Researchers train robots to see into the future

Robots usually react in real time: something happens, they respond. Now researchers University of California, Berkeley are working on a system that lets robots “imagine the future of their actions” so that they can interact with things they’ve never seen before.

The technology is called visual foresight and it allows “robots to predict what their cameras will see if they perform a particular sequence of movements.”

Write the researchers:

These robotic imaginations are still relatively simple for now – predictions made only several seconds into the future – but they are enough for the robot to figure out how to move objects around on a table without disturbing obstacles. Crucially, the robot can learn to perform these tasks without any help from humans or prior knowledge about physics, its environment or what the objects are. That’s because the visual imagination is learned entirely from scratch from unattended and unsupervised exploration, where the robot plays with objects on a table. After this play phase, the robot builds a predictive model of the world, and can use this model to manipulate new objects that it has not seen before.

“In the same way that we can imagine how our actions will move the objects in our environment, this method can enable a robot to visualize how different behaviors will affect the world around it,” said Sergey Levine, assistant professor at Berkeley’s Department of Electrical Engineeing and Computer Sciences. “This can enable intelligent planning of highly flexible skills in complex real-world situations.”

The system uses convolutional recurrent video prediction to “predict how pixels in an image will move from one frame to the next based on the robot’s actions.” This means that it can play out scenarios before it begins touching or moving objects.

“In that past, robots have learned skills with a human supervisor helping and providing feedback. What makes this work exciting is that the robots can learn a range of visual object manipulation skills entirely on their own,” said Chelsea Finn, a doctoral student in Levine’s lab and inventor of the original DNA model.
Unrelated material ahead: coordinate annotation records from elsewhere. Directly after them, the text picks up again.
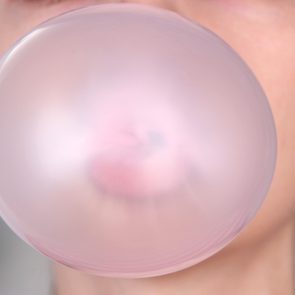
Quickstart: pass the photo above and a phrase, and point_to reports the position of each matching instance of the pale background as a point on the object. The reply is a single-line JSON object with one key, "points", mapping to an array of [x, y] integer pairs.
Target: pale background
{"points": [[23, 270]]}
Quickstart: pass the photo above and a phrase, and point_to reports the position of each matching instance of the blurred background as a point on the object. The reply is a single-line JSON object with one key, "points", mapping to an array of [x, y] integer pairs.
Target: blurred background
{"points": [[23, 270]]}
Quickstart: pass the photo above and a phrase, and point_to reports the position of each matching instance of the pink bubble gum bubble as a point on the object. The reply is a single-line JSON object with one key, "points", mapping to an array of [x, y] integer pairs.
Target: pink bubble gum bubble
{"points": [[134, 142]]}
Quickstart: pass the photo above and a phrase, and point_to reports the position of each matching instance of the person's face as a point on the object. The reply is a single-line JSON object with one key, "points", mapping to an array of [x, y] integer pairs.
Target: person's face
{"points": [[262, 32]]}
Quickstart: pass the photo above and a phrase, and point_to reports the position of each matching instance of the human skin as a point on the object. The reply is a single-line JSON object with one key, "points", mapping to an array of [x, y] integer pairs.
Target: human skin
{"points": [[261, 259]]}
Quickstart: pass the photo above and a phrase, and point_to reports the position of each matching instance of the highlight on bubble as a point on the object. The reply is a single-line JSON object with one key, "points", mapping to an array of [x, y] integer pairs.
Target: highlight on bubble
{"points": [[133, 141]]}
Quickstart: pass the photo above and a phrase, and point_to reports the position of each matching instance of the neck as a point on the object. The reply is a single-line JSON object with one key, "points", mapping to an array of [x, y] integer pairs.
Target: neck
{"points": [[264, 268]]}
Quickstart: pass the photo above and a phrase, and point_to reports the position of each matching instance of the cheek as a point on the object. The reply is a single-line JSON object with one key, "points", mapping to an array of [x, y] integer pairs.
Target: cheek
{"points": [[271, 65]]}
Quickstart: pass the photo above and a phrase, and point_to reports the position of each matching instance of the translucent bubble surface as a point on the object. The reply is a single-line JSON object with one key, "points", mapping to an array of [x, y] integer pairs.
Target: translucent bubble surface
{"points": [[133, 142]]}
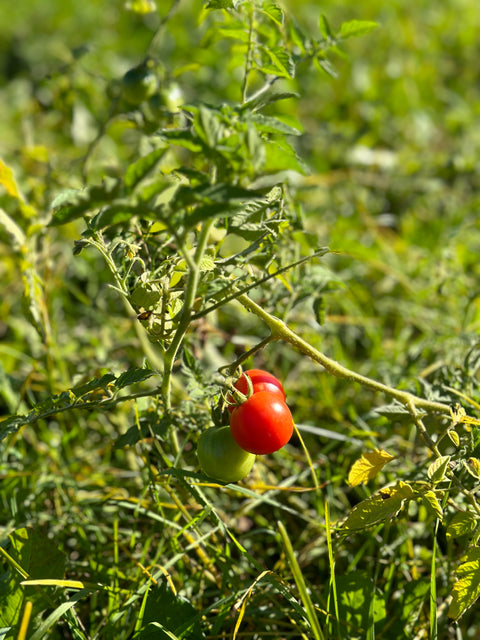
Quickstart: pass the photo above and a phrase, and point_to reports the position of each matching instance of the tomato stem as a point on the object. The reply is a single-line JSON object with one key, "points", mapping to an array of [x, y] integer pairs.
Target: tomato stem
{"points": [[281, 331]]}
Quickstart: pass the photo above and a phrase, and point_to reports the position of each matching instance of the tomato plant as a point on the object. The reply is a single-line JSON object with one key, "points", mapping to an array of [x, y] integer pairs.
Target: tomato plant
{"points": [[221, 458], [261, 381], [262, 424], [139, 84]]}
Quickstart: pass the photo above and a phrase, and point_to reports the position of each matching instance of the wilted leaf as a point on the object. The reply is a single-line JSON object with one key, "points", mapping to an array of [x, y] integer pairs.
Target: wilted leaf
{"points": [[367, 467], [467, 589], [382, 505]]}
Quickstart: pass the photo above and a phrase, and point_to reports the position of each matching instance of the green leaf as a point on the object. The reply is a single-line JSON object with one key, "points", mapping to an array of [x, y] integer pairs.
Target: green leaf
{"points": [[34, 556], [368, 466], [275, 12], [166, 611], [382, 505], [358, 600], [463, 523], [268, 124], [432, 504], [138, 170], [142, 7], [473, 467], [133, 376], [73, 204], [220, 4], [467, 589], [354, 28], [263, 100]]}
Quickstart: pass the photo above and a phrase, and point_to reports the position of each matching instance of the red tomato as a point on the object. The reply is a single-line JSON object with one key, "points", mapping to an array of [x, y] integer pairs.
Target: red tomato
{"points": [[261, 381], [262, 424]]}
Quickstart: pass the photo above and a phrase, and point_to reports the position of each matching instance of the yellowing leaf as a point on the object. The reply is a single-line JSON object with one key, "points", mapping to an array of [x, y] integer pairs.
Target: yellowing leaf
{"points": [[462, 523], [367, 467], [432, 504], [380, 506], [437, 470], [7, 180], [467, 589]]}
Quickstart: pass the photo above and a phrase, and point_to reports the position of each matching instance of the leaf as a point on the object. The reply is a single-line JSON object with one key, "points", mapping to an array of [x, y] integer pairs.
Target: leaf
{"points": [[432, 504], [275, 12], [463, 523], [325, 28], [138, 170], [354, 28], [467, 589], [72, 204], [436, 471], [220, 4], [165, 610], [13, 230], [133, 376], [268, 124], [8, 181], [265, 99], [32, 556], [382, 505], [358, 601], [141, 7], [473, 467], [368, 466]]}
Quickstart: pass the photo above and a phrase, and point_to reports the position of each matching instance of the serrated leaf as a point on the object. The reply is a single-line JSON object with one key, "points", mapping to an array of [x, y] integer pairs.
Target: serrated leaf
{"points": [[467, 589], [14, 231], [133, 376], [325, 28], [368, 466], [432, 504], [257, 103], [220, 4], [274, 11], [473, 467], [463, 523], [454, 437], [73, 204], [354, 28], [8, 181], [380, 506], [268, 124], [436, 471], [138, 170], [141, 7]]}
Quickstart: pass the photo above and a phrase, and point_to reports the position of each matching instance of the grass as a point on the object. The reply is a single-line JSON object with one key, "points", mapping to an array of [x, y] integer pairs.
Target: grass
{"points": [[156, 549]]}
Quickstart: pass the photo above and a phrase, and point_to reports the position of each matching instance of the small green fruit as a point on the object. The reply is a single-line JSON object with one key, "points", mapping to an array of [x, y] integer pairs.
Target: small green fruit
{"points": [[221, 458], [139, 84]]}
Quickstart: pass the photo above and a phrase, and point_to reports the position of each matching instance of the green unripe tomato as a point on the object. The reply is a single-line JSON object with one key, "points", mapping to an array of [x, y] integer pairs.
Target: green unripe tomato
{"points": [[139, 84], [146, 295], [221, 458]]}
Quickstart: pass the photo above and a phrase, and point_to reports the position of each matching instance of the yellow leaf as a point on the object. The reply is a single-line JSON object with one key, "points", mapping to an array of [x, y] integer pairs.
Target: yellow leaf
{"points": [[467, 589], [7, 180], [367, 467]]}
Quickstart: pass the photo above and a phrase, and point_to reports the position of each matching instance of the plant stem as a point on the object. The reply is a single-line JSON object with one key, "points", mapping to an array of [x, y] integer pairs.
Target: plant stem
{"points": [[186, 314], [281, 331]]}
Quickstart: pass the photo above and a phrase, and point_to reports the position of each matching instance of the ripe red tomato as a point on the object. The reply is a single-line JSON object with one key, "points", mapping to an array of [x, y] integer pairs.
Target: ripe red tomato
{"points": [[221, 458], [261, 381], [262, 424]]}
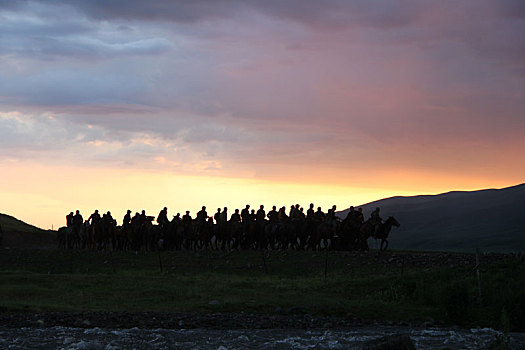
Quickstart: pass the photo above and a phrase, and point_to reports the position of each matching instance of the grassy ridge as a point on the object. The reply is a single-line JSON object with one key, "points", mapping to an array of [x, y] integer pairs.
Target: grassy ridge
{"points": [[370, 286]]}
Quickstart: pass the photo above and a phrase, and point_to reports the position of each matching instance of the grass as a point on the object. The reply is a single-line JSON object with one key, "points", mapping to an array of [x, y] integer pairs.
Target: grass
{"points": [[364, 285]]}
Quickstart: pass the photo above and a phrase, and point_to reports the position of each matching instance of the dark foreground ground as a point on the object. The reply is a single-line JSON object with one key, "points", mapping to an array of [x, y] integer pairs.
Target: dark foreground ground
{"points": [[259, 290]]}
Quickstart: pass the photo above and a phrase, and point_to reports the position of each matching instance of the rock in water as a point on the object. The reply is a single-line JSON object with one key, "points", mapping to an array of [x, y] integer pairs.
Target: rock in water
{"points": [[390, 342]]}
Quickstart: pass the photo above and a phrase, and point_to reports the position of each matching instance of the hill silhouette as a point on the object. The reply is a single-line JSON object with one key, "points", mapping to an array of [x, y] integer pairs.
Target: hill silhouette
{"points": [[18, 234], [492, 220]]}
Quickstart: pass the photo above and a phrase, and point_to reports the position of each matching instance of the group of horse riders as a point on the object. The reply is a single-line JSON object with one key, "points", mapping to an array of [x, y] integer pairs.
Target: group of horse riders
{"points": [[244, 229]]}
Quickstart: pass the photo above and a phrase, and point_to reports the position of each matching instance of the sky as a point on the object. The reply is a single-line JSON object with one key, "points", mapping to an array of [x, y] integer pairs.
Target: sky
{"points": [[131, 104]]}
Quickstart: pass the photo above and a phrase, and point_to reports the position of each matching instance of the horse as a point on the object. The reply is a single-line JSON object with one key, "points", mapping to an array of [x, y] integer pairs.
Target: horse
{"points": [[383, 230]]}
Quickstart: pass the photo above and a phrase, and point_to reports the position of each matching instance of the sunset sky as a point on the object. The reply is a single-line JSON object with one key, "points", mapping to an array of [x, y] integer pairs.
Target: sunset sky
{"points": [[134, 104]]}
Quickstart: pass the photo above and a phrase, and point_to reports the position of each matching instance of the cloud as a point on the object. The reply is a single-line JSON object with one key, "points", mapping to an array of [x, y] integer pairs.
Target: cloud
{"points": [[262, 87]]}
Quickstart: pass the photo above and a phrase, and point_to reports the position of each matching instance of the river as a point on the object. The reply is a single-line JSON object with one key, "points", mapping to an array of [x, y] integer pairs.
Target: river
{"points": [[135, 338]]}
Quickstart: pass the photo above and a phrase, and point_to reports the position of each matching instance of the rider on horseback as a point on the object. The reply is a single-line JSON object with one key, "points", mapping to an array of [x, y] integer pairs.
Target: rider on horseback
{"points": [[273, 215], [202, 215], [162, 219], [375, 220], [261, 215]]}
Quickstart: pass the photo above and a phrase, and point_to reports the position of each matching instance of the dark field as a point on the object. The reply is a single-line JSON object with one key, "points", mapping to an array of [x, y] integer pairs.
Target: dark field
{"points": [[406, 287]]}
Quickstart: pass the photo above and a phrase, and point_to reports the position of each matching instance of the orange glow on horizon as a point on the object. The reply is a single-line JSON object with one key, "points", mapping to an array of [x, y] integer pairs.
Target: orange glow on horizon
{"points": [[43, 195]]}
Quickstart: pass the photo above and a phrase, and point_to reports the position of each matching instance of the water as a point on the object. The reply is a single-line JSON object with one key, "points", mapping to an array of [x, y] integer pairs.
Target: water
{"points": [[135, 338]]}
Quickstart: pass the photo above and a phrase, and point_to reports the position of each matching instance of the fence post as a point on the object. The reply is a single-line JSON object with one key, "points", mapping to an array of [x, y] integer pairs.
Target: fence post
{"points": [[326, 262], [478, 274]]}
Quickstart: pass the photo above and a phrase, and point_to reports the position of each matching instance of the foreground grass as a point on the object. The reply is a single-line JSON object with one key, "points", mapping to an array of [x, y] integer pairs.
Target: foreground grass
{"points": [[365, 285]]}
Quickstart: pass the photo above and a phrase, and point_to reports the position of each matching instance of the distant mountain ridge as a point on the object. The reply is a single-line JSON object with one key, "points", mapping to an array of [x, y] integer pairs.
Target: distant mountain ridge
{"points": [[18, 234], [491, 219]]}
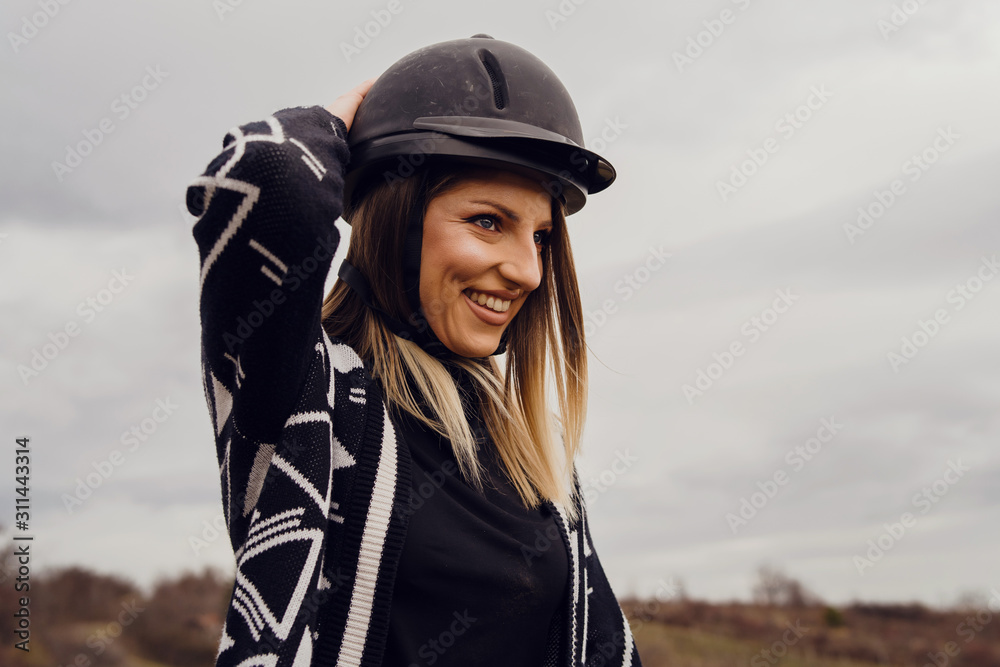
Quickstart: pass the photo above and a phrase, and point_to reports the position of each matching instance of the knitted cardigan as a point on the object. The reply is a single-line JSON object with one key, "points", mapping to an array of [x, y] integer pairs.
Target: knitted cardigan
{"points": [[315, 486]]}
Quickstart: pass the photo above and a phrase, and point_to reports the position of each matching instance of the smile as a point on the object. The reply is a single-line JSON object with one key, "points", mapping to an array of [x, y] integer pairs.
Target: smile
{"points": [[489, 301]]}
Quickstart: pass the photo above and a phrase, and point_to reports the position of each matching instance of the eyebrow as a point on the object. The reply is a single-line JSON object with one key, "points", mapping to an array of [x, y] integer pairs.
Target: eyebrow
{"points": [[506, 211]]}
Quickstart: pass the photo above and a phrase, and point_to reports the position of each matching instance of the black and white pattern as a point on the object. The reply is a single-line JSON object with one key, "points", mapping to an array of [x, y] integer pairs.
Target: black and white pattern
{"points": [[313, 483]]}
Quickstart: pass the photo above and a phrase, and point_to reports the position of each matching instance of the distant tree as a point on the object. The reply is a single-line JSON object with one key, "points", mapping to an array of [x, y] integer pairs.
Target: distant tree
{"points": [[775, 588]]}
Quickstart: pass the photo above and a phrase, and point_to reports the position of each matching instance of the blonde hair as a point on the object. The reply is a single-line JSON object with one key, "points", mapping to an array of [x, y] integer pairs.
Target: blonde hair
{"points": [[546, 336]]}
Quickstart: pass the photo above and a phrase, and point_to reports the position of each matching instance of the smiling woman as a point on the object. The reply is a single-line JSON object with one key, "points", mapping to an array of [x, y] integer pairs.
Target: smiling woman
{"points": [[398, 488], [482, 257]]}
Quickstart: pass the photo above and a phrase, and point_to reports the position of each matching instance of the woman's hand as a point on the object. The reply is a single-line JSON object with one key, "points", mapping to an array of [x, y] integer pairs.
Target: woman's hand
{"points": [[345, 106]]}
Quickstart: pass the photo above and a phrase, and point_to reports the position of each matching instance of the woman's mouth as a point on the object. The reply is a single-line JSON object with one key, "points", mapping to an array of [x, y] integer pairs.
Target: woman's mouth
{"points": [[495, 304]]}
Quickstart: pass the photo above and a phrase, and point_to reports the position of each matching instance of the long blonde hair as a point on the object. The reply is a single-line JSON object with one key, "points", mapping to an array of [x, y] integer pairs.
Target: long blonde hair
{"points": [[546, 335]]}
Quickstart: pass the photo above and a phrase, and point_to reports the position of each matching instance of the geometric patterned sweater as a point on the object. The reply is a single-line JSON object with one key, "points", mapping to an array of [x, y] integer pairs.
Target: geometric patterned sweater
{"points": [[315, 486]]}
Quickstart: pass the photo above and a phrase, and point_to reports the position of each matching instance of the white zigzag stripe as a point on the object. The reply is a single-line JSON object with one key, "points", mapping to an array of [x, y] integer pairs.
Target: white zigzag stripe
{"points": [[574, 560], [270, 274], [276, 528], [247, 616], [300, 479], [256, 622], [267, 660], [282, 627], [297, 512], [252, 193], [311, 158], [267, 253], [370, 555], [627, 657]]}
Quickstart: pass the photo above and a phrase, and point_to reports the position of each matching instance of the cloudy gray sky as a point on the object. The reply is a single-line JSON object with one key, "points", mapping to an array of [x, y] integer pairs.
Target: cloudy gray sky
{"points": [[747, 134]]}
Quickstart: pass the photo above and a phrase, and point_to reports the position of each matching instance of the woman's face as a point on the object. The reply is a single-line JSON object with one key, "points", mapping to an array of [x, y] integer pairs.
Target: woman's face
{"points": [[481, 257]]}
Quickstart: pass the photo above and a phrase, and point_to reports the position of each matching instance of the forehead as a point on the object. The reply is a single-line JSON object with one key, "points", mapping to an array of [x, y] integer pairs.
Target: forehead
{"points": [[510, 188]]}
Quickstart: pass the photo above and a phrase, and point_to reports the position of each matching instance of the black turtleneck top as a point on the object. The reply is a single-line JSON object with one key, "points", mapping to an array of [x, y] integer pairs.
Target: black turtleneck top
{"points": [[482, 579]]}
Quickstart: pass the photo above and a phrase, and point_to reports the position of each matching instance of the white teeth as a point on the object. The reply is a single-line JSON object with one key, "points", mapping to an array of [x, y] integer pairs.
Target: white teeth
{"points": [[493, 303]]}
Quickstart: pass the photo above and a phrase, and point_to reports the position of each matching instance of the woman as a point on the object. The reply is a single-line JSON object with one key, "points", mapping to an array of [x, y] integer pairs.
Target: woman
{"points": [[394, 495]]}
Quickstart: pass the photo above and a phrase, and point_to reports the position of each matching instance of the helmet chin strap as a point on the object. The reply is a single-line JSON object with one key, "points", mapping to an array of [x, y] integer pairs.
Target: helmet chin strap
{"points": [[416, 329]]}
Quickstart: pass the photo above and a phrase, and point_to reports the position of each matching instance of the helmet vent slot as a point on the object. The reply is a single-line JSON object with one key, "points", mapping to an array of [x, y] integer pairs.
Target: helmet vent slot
{"points": [[497, 79]]}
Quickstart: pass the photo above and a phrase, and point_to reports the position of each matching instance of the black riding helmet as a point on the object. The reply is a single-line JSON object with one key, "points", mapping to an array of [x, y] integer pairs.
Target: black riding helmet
{"points": [[477, 100]]}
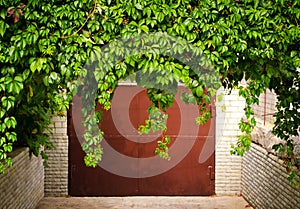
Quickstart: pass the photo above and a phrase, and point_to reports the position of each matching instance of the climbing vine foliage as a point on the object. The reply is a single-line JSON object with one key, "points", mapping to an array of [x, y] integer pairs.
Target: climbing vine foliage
{"points": [[46, 47]]}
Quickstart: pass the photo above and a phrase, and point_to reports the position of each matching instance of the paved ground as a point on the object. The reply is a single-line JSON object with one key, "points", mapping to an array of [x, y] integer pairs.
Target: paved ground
{"points": [[142, 202]]}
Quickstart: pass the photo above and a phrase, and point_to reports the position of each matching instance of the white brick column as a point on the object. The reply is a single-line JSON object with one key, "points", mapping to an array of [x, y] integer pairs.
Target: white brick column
{"points": [[228, 167], [56, 175]]}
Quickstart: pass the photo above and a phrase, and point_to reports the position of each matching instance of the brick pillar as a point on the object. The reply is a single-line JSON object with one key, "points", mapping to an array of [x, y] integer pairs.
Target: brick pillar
{"points": [[56, 175], [228, 167]]}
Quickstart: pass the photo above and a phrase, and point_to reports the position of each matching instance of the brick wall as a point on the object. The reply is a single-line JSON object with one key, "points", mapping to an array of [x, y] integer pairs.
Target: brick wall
{"points": [[23, 184], [56, 175], [266, 108], [228, 167], [264, 181]]}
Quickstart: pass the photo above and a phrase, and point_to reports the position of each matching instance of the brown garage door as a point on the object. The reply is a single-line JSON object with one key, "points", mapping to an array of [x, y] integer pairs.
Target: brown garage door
{"points": [[129, 165]]}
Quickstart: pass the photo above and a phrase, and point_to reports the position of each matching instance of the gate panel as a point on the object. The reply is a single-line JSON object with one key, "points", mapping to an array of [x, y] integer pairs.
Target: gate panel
{"points": [[129, 165]]}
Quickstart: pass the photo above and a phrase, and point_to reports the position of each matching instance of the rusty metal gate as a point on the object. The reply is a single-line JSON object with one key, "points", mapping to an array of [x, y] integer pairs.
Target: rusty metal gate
{"points": [[129, 165]]}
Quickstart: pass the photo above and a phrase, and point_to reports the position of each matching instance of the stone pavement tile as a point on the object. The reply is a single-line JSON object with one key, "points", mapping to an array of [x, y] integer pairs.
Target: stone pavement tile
{"points": [[144, 202]]}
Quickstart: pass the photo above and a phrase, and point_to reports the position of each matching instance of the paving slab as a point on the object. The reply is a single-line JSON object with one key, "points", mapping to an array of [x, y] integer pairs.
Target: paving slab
{"points": [[143, 202]]}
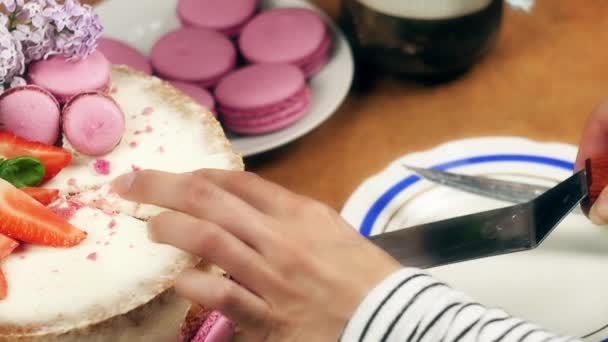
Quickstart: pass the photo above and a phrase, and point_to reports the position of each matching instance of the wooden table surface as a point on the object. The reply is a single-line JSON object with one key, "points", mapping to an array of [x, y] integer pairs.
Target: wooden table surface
{"points": [[548, 70]]}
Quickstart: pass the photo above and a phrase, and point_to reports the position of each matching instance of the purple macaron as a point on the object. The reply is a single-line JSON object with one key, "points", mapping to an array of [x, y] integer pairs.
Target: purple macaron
{"points": [[296, 36], [225, 16], [193, 55], [263, 98]]}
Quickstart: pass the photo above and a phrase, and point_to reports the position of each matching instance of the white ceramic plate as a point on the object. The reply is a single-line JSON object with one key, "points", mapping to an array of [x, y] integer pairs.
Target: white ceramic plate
{"points": [[141, 22], [560, 285]]}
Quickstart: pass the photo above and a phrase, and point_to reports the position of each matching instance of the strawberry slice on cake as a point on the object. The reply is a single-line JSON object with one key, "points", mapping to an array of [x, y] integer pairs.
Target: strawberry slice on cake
{"points": [[7, 246], [25, 219], [53, 158]]}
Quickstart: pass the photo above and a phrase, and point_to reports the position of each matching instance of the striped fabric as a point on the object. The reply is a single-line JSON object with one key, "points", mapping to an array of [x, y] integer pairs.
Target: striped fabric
{"points": [[411, 305]]}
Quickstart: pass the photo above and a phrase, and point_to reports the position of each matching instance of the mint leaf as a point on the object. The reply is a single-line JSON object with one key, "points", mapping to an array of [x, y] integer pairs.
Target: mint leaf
{"points": [[22, 171]]}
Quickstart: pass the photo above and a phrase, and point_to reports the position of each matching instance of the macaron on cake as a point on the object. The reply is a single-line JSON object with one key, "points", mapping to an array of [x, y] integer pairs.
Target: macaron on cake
{"points": [[114, 284], [65, 78], [227, 17], [263, 98], [30, 112], [119, 53], [296, 36], [195, 55], [202, 325], [93, 123], [76, 263]]}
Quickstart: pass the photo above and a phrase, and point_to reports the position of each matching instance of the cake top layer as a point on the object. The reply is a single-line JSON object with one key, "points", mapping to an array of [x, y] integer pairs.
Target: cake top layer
{"points": [[165, 130], [116, 268]]}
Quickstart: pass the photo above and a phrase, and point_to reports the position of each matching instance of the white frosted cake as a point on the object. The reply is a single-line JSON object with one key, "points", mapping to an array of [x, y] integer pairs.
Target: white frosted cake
{"points": [[116, 285]]}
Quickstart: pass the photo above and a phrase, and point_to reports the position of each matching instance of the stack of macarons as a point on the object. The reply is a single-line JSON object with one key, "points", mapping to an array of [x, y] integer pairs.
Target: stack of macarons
{"points": [[255, 64], [66, 97]]}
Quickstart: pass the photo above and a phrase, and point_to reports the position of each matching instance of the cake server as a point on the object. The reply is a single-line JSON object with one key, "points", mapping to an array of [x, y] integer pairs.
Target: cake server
{"points": [[514, 192], [516, 228], [508, 191]]}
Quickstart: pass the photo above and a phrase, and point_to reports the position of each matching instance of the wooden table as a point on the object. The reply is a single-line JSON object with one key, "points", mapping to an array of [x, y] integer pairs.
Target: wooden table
{"points": [[548, 70]]}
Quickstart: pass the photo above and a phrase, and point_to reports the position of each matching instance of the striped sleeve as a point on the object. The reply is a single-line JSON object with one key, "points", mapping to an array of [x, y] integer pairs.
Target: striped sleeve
{"points": [[410, 305]]}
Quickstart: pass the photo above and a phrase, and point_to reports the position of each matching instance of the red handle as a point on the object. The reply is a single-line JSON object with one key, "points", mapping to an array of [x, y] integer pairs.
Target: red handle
{"points": [[597, 180]]}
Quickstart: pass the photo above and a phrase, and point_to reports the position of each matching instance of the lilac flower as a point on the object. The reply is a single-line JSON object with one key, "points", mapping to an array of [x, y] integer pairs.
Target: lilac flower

The robot needs no special information about its surroundings or any special sensors. A camera is used to analyze the scene and then act accordingly, much as we can predict what will happen if we move objects on a table into each other.

“Children can learn about their world by playing with toys, moving them around, grasping, and so forth. Our aim with this research is to enable a robot to do the same: to learn about how the world works through autonomous interaction,” Levine said. “The capabilities of this robot are still limited, but its skills are learned entirely automatically, and allow it to predict complex physical interactions with objects that it has never seen before by building on previously observed patterns of interaction.”